Programming Language for Old Timers


by David A. Moon
February 2006 .. September 2008

Comments and criticisms to dave underscore moon atsign alum dot mit dot edu.


Previous page   Table of Contents   Next page


Source Code Model

This section describes the abstract syntax tree form of source code, which is called P-Expressions. This is the form that results from parsing and is manipulated by macros. The textual form of source code, or surface syntax, is described later.

Source code is made out of P-expressions. A P-expression, often abbreviated to just expression, is the parsed form of a PLOT construct.

Names in P-expressions have not yet had their binding to a lexically visible definition resolved. This allows fragments of a complete source code model to be manipulated. However, it requires a scope to be supplied in order to fully understand an expression.

The following kinds of expressions exist in PLOT, i.e. are known to the compiler:

literal self-quoting literal datum (number, character, or string)
quotation quoted constant
name reference to a definition
invocation application of a function to arguments
special expression something executed in a special way

There is a separate class of special expression for each "special form" intrinsic to the compiler. The special expression classes and more detail on the object-oriented representation of source code are explained at the end of this section.

The textual form of expressions is greatly expanded beyond the text directly corresponding to this semantic model through the use of macros, which are explained later.

A definition is an association of a name and an object. A definition is either fixed, meaning it always associates to the same object throughout its lifetime, or assignable, meaning the association can be changed to a different object through assignment. Most definitions are fixed; it takes a special construct to create an assignable definition. A fixed definition can be constant, which means that the associated object is known at compile time.

A definition is created by executing the expansion of one of several macros whose names by convention start with def, or by binding a parameter to an argument when invoking a method, or by binding a pattern variable to an item that was parsed when executing a pattern. Parameters and pattern variables are always fixed definitions.

To understand definitions it is necessary to understand the concept of blocks. A block is a sequence of one or more expressions that constitutes a scope for definitions. Blocks can be created explicitly using the block macro, and also are implied in certain places: a method is enclosed in a block that includes its parameter list and its body. The iteration statements for, while, and until enclose the entire statement in a block.

Blocks can nest. An expression in an inner block is not a member of the outer block.

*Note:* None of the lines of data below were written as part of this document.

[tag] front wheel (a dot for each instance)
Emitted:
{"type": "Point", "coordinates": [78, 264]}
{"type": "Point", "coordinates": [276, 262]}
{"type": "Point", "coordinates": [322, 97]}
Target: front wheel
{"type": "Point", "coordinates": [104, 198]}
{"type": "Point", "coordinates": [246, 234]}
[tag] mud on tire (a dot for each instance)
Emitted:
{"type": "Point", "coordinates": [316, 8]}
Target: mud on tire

A definition is either a local definition or a global definition. A global definition is created by a definition that is outside of any block. All other definitions are local.

The scope of a local definition is the block where it is defined and all nested blocks that do not hide that definition with another definition with the same name. The scope of a global definition is all code outside of blocks that is in the same module or in another module that imports the definition and all nested blocks that do not hide that definition with another definition with the same name. In addition, a global definition can be accessed from outside its scope by using the name-in-module construct (the @ sign) which is explained later.

It is an error to define two definitions of the same name as members of the same block.

The concept of "the same name" is a bit tricky where macros are involved and the full details are explained later.

Note that the scope of a definition includes expressions that appear in its scope before the definition itself. In other words, the scope of a definition is the entire containing block, not just the rest of the containing block. Thus no special construct is needed to define recursive or mutually recursive functions and mutually referencing classes. However this necessitates two additional concepts:

A definition is accessible in each expression after the one that defines it, and also in methods that appear before the defining expression but are not called until afterwards. Sometimes a definition is only conditionally executed; in this case the definition is only accessible if it was actually executed on the path to the expression where it is used. The definition itself is created unconditionally, but the value of the definition is conditional. It is an error to access a definition where it is in scope but not accessible.

A definition is known in each expression after the one that defines it, provided the definition is constant. Operators and macros, and any definitions used by the bodies of macros or by methods that macro bodies call must be known where the operator or macro is referenced. A module referenced by the name-in-module construct must be a known definition. The known definition concept makes compilation possible.

Referencing a definition where it is in scope but not known, when the value of the definition is an operator or a macro and the reference is such that if the definition had been known the reference would have parsed differently, is an error. This error can be detected if the compiler keeps track of all names in each scope that have been unsuccessfully checked for known definitions and gives an error if a known definition to an operator or a macro is added to the scope later.

A similar error can occur if a known definition in an outer block is hidden by a definition that occurs later than the reference. The known definition in the outer block would have been used erroneously by the compiler. This too can be detected at the expense of keeping track of past known definition lookups.

To evaluate a sequence of expressions as a body without enclosing them in a block, use the do statement. Its body expressions become members of the same scope of which the do statement is a member. This is especially useful for macro expansions.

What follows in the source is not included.